There is a story within Quaker history of two early Friends who set off for Rome, in the sixteenth century, to convert the Pope. One of them, John Luffe, actually gained an audience with Pope Alexander VII.

"Thou pretendest to sit in Peter's chair", said Luffe according to the account. "Now know that Peter had no chair but a boat: Peter was a fisher, though art a Prince: Peter fasted and prayed, thou farest deliciously and sleepest softly: he was mean in attire, thou art set with ornaments and gay attire: he fished for men to convert them, thou hookest souls to confound them...**

The next day Luffe was hanged. (We can imagine this encounter going very differently during Francis's time). 

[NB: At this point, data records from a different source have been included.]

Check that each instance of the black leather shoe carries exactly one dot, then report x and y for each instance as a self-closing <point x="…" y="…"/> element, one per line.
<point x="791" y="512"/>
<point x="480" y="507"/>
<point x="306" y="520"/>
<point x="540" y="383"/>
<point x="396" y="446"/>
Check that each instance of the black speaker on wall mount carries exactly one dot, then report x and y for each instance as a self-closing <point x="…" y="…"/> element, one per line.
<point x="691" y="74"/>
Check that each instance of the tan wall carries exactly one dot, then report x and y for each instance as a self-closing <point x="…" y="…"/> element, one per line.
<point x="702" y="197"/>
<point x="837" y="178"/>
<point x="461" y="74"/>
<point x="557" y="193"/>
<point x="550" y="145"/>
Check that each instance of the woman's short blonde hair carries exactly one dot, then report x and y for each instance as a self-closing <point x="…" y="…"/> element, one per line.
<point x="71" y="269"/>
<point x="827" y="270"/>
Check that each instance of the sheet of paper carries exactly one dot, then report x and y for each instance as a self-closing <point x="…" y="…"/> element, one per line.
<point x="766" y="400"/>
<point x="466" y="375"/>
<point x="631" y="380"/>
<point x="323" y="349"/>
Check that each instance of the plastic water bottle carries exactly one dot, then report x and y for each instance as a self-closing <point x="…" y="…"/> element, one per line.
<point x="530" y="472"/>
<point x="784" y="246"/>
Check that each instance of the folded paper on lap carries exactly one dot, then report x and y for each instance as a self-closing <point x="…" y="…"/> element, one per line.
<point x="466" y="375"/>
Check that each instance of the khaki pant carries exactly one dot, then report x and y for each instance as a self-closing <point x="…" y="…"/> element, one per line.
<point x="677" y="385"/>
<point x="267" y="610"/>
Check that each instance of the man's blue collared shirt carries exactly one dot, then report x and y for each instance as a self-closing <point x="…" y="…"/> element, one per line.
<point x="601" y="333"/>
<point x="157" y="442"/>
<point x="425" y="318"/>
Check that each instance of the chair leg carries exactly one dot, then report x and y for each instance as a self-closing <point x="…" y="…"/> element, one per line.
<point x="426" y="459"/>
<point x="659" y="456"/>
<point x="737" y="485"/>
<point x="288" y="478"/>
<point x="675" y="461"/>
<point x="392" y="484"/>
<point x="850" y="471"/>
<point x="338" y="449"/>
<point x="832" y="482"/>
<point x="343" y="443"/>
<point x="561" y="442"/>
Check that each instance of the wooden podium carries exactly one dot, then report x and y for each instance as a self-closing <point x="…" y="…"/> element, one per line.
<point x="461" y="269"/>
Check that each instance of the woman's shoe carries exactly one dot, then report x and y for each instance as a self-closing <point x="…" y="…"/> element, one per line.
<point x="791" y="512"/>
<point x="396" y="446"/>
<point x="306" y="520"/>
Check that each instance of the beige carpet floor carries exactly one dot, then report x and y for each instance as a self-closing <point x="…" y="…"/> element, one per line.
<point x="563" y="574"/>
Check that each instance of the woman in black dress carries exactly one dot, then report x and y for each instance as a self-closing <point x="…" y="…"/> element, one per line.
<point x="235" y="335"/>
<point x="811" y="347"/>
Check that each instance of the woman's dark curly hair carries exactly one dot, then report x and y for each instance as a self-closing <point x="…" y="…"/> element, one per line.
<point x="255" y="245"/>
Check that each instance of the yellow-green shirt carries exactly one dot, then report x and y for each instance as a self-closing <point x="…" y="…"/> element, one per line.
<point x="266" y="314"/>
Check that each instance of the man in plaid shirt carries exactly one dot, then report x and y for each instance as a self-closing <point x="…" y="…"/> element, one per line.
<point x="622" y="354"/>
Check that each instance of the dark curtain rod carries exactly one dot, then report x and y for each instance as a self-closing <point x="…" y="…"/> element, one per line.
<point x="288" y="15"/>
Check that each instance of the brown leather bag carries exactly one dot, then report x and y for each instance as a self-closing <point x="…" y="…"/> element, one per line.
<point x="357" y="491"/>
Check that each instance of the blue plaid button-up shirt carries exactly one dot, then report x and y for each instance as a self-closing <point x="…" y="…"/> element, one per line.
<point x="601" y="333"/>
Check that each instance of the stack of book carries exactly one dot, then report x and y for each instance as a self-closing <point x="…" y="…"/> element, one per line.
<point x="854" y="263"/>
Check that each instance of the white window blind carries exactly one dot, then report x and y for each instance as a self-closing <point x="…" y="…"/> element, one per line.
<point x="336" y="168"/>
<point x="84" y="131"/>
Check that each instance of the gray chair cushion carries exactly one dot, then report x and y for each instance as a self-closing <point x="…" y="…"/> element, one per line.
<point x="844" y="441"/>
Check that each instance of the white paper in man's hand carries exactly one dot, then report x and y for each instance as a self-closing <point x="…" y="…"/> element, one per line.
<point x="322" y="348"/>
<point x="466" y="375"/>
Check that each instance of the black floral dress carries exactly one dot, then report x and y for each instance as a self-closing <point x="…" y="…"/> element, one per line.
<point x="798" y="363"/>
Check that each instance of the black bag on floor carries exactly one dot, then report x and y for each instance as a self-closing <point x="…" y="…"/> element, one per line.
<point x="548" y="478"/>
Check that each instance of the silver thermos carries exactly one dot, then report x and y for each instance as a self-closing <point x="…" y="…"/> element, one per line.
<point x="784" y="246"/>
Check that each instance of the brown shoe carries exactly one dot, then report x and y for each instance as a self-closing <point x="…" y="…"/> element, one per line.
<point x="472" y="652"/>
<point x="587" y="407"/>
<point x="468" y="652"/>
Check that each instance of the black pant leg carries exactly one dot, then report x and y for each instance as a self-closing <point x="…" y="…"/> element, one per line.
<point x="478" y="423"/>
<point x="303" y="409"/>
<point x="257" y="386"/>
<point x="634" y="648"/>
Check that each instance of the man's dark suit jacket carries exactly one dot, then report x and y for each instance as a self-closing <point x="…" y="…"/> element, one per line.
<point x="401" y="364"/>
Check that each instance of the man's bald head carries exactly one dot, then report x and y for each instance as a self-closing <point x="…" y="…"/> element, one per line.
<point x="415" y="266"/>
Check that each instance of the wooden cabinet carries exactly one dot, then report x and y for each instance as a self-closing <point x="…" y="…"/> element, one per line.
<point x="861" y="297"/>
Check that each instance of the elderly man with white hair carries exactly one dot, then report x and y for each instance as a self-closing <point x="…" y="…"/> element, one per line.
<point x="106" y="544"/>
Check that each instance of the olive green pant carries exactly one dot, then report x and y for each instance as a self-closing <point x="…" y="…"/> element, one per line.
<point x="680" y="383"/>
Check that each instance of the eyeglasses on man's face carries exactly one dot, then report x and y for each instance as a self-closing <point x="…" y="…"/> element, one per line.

John Luffe, Francis the Great, your great-grandparents and mine, loved ones we’ve recently - and not so recently - lost:

…the dead are with us….Mourning is a very precious [time], because you slowly let go of the person you have known and loved. But you also welcome them into your life in a new way.***

For those in faith,

it is a time of slow adjustment in which you attend to the Lord in whom they are now. It’s not just a time of loss, because they are taken up into God and are present to you in a new and in some ways more intimate way. ***

Accessing grief - let alone grief and faith - can be complex. Sometimes we fall right in, we’re dropped, as though the floor has gone from under us. Other times, we don’t enter straight away. Sometimes, it seems, almost never.

There’s a touching scene where Pope Francis meets a little boy who has lost his father. The boy stands by the microphone to ask his question: Has my Dad, a non-believer and a “good man”, gone to heaven? The boy is very nervous, breaks down crying, and can’t, at first go, speak his question into the microphone. Francis asks him to approach, and embraces the boy -  warmly, simply. He’s then able to ask his question - only after he's received the warmth and ‘closeness’ of thePapa”. The boy then returns to the crowd. With the boy’s permission, Francis tells us the boy’s question, and - indeed - gets the crowd to answer it. It’s quite a moment! Quite a moment of faith ( in many ways) and one of many from Francis’s extraordinary life. 

Before the crowd answers, Francis says these words:

What a beautiful thing that a son says of his father, “he was good”… It’s a beautiful testimony on his son’s part…and that he has the courage to cry before all of us.

And Francis’s own answer to the boy? And his support for the (Catholic) crowd to find their “courage”?

God is the one who decides who goes to heaven…God has the heart of a father, and faced with a Dad [who was a good man]….does God abandon his children?

[Crowd:] “No!”

There you go, Emanuele, this is your answer.****

References:

* Cardinal Timothy Radcliffe’s personal recollection of Francis. See his touching statement and interview, with Cardinal Vincent Nichols, here.

** William C. Braithwaite, The Beginnings of Quakerism (1912), p.424, cited in Ben Pink Dandelion, The Quakers (2008), p.89.

*** Cardinal Timothy Radcliffe, see above source.